In the Chinese context, before 2020, the whole Internet industry enjoyed a rapid and wild development. Since the regulations were relatively loose, many social scandals occurred while those tech giants were busy with fighting for market share and revenue with their technological innovations including AI systems. For instance, data leak kept hitting the headlines and employing those discriminatory pricing algorithms became almost a common practice in the whole e-commerce industry. Yet after entering the new decade (perhaps since the IPO of Ant Group), it seems that the government has determined to tighten up the regulation. Apart from the comprehensive Personal Information Protection Law, the government issued the first specific regulation ever on algorithmic recommendation systems, Provisions on Internet Information Service Algorithmic Recommendation Management (互联网信息服务算法推荐管理规定). It came into effect in March 2022, in which Article 17 states that “algorithmic recommendation service providers should provide users with service options that are not based on their personal characteristics; or provide users with convenient options to turn off algorithmic recommendation services.” Further, Article 21 stipulates that “algorithmic recommendation service providers who sell commodities or provide services to consumers shall protect consumers’ rights of fair transaction and shall not, based on consumers’ preferences, trading habits and other characteristics, use algorithms to carry out illegal acts such as unreasonable differential treatment on transaction prices and other transaction conditions.” In tandem with other regulatory methods such as anti-trust investigations and administrative punishments, these new laws are expected to reduce the unethical uses of algorithm in China, although it will require some more time to see how effective they are. After all, will you turn off the algorithmic recommendation services? Perhaps more will turn them off on e-commerce sites considering the risk of discriminatory pricing, yet how many will turn them off on social media and video platforms? If not so many, how can we really get out of the filter bubble?
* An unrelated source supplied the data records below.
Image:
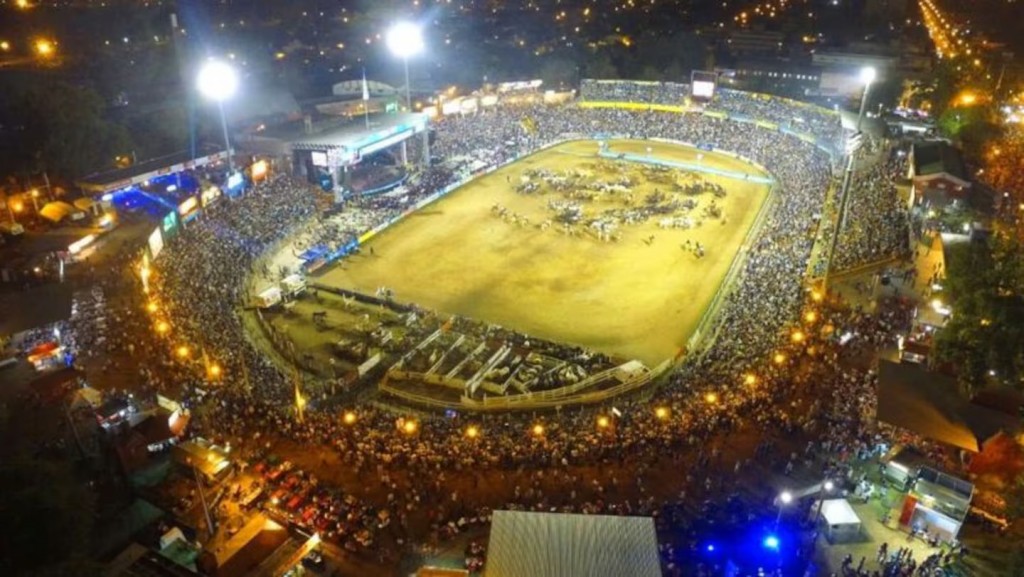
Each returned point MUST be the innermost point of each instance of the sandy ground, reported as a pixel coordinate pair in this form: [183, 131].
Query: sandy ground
[627, 298]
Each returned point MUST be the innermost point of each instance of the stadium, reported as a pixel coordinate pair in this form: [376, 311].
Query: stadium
[563, 254]
[406, 349]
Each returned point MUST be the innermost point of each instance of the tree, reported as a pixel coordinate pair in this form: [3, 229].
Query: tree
[49, 519]
[600, 67]
[558, 71]
[985, 335]
[58, 127]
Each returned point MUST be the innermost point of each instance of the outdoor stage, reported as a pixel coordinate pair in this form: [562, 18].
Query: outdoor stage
[638, 297]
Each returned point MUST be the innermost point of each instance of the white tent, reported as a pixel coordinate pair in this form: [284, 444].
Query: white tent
[841, 523]
[542, 544]
[170, 537]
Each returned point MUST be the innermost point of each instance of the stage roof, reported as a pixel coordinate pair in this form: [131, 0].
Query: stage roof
[350, 133]
[541, 544]
[101, 182]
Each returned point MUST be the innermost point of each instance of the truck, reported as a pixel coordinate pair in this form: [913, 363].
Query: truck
[11, 229]
[293, 286]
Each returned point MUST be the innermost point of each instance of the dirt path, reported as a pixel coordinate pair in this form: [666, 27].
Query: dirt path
[639, 297]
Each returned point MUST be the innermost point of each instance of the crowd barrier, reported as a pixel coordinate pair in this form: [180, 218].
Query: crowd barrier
[572, 394]
[532, 401]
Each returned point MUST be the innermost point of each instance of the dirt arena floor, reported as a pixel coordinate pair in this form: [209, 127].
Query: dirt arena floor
[638, 297]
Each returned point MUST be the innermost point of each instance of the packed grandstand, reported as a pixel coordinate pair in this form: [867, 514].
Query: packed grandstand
[200, 282]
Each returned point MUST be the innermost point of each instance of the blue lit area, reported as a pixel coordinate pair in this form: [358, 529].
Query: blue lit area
[157, 196]
[747, 548]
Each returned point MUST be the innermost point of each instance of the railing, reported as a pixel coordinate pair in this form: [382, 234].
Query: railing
[531, 401]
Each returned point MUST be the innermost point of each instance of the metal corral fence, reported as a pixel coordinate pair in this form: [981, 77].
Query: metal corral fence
[534, 401]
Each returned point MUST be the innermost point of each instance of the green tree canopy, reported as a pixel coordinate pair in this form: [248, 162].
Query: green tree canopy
[985, 335]
[48, 514]
[58, 127]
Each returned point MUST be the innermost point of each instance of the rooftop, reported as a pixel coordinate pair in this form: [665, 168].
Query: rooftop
[540, 544]
[350, 133]
[937, 157]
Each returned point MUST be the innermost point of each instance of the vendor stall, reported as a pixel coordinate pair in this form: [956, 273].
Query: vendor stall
[840, 523]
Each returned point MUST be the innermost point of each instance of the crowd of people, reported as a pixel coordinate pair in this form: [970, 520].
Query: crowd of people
[878, 219]
[750, 375]
[737, 105]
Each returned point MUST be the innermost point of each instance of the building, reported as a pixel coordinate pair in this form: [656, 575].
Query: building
[328, 151]
[771, 76]
[856, 60]
[760, 42]
[200, 456]
[938, 174]
[541, 544]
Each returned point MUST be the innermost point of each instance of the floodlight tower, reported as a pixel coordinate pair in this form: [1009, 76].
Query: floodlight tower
[406, 39]
[218, 82]
[867, 76]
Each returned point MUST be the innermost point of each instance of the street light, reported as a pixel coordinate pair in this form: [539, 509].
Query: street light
[784, 498]
[826, 487]
[218, 82]
[867, 76]
[44, 47]
[404, 40]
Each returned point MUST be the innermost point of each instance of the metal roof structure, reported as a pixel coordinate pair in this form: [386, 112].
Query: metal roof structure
[111, 180]
[938, 158]
[541, 544]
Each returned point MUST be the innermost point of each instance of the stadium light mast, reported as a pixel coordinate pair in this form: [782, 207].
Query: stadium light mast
[218, 82]
[406, 39]
[867, 76]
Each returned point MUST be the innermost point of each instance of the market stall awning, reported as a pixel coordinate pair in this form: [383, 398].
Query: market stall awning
[540, 544]
[23, 311]
[839, 511]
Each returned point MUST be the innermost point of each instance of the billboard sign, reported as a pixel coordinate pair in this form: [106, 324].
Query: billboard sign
[702, 85]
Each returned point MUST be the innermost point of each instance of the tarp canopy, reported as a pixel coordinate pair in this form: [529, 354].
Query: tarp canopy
[87, 397]
[839, 511]
[57, 211]
[541, 544]
[84, 204]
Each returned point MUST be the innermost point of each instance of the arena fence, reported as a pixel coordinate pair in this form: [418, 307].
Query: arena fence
[572, 395]
[560, 397]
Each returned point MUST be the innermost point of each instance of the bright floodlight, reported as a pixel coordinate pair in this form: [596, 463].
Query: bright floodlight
[404, 40]
[217, 81]
[867, 75]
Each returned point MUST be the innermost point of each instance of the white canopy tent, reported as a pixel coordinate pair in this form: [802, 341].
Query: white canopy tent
[841, 523]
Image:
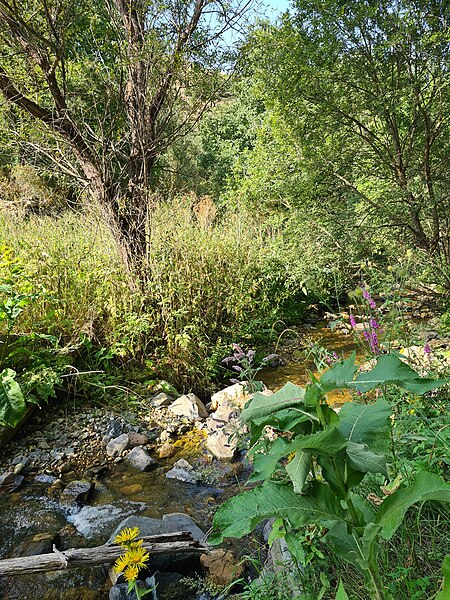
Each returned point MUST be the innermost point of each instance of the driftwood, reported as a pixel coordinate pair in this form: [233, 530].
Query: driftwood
[166, 543]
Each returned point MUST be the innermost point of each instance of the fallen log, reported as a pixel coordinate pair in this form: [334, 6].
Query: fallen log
[166, 543]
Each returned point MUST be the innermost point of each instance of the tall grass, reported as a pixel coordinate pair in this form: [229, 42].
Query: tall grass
[212, 280]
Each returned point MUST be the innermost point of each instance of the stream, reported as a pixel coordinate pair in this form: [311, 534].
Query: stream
[36, 507]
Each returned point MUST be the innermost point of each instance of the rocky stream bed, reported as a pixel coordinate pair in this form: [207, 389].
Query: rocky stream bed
[73, 476]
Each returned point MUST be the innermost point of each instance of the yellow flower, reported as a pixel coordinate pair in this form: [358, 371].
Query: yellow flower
[138, 557]
[121, 563]
[131, 573]
[126, 535]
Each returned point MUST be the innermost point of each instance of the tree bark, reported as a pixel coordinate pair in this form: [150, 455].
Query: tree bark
[169, 543]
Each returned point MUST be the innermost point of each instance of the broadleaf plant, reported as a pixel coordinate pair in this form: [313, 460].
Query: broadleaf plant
[310, 458]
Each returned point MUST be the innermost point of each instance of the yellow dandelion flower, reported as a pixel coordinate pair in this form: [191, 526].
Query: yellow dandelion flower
[126, 535]
[121, 563]
[131, 573]
[138, 557]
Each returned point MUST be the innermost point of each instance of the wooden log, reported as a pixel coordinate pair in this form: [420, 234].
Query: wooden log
[166, 543]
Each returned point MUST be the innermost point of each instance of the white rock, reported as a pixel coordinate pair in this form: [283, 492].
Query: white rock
[189, 406]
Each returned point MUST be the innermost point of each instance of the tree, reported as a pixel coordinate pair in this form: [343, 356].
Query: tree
[365, 87]
[115, 82]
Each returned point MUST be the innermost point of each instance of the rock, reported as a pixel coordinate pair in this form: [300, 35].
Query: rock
[170, 523]
[9, 482]
[182, 471]
[114, 428]
[162, 399]
[139, 459]
[76, 492]
[167, 450]
[189, 406]
[120, 592]
[222, 567]
[41, 543]
[116, 446]
[234, 395]
[171, 586]
[137, 439]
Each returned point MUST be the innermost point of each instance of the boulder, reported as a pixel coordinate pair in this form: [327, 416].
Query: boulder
[117, 445]
[222, 567]
[233, 395]
[140, 459]
[189, 406]
[219, 444]
[76, 492]
[167, 450]
[137, 439]
[9, 482]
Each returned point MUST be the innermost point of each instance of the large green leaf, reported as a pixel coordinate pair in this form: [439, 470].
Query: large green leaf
[364, 460]
[240, 515]
[444, 594]
[261, 405]
[366, 423]
[426, 486]
[328, 442]
[298, 470]
[390, 369]
[12, 401]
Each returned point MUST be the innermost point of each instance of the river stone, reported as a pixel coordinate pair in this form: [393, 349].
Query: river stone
[219, 444]
[76, 492]
[221, 566]
[137, 439]
[167, 450]
[9, 482]
[41, 543]
[116, 446]
[120, 592]
[234, 395]
[189, 406]
[170, 523]
[182, 475]
[139, 459]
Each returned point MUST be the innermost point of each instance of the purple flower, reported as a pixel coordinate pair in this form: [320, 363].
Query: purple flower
[373, 324]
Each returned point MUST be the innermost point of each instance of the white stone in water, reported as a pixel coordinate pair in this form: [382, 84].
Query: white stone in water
[189, 406]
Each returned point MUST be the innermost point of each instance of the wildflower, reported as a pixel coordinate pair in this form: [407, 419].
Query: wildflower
[121, 563]
[138, 557]
[131, 573]
[126, 535]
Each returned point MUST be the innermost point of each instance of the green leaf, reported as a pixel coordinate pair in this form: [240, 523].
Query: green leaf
[366, 423]
[298, 470]
[261, 405]
[444, 594]
[339, 376]
[12, 401]
[341, 593]
[364, 460]
[390, 369]
[265, 463]
[240, 515]
[426, 486]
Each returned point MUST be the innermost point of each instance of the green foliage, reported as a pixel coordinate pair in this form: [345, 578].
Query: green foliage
[312, 466]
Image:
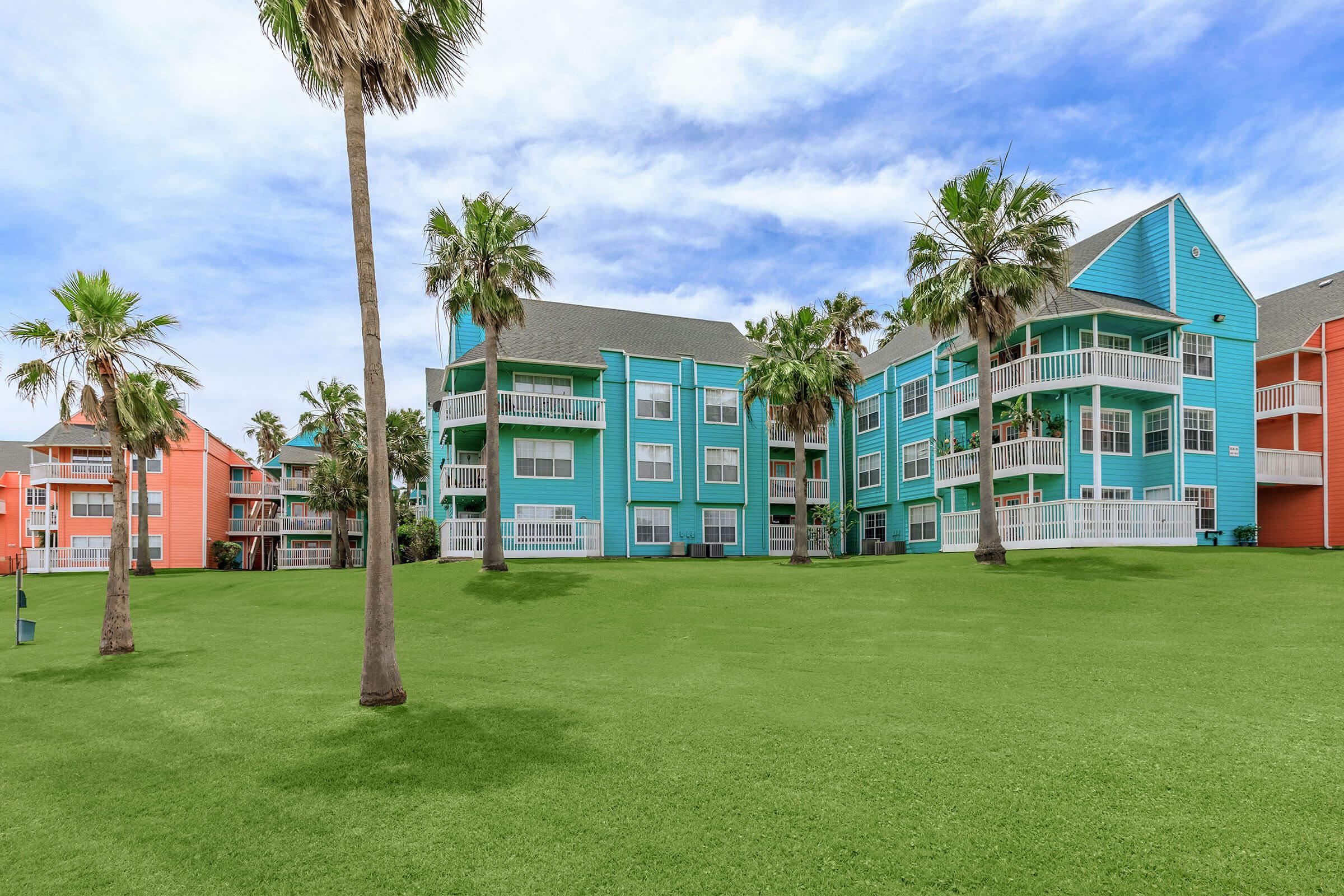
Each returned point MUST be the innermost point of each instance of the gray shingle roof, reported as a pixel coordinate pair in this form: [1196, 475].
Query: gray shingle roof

Either way, Chinese netizens may welcome these regulatory initiatives since now they have more options now, in terms of living with algorithmic recommendation or not, although finding that turn-off option might feel like a hide-and-seek. This is perhaps the advantage of having a government that is more powerful than the tech giants. Yet meanwhile, that power, exactly like AI, can also be used for censorship, suppression, and propaganda. So, is AI in worse or better hands in China?
Junhua Zhu is a doctoral researcher working at the Centre for East Asian Studies, University of Turku. Previously he received his master’s degree from Lund University and currently his research focuses on AI ethics, particularly in the Chinese context.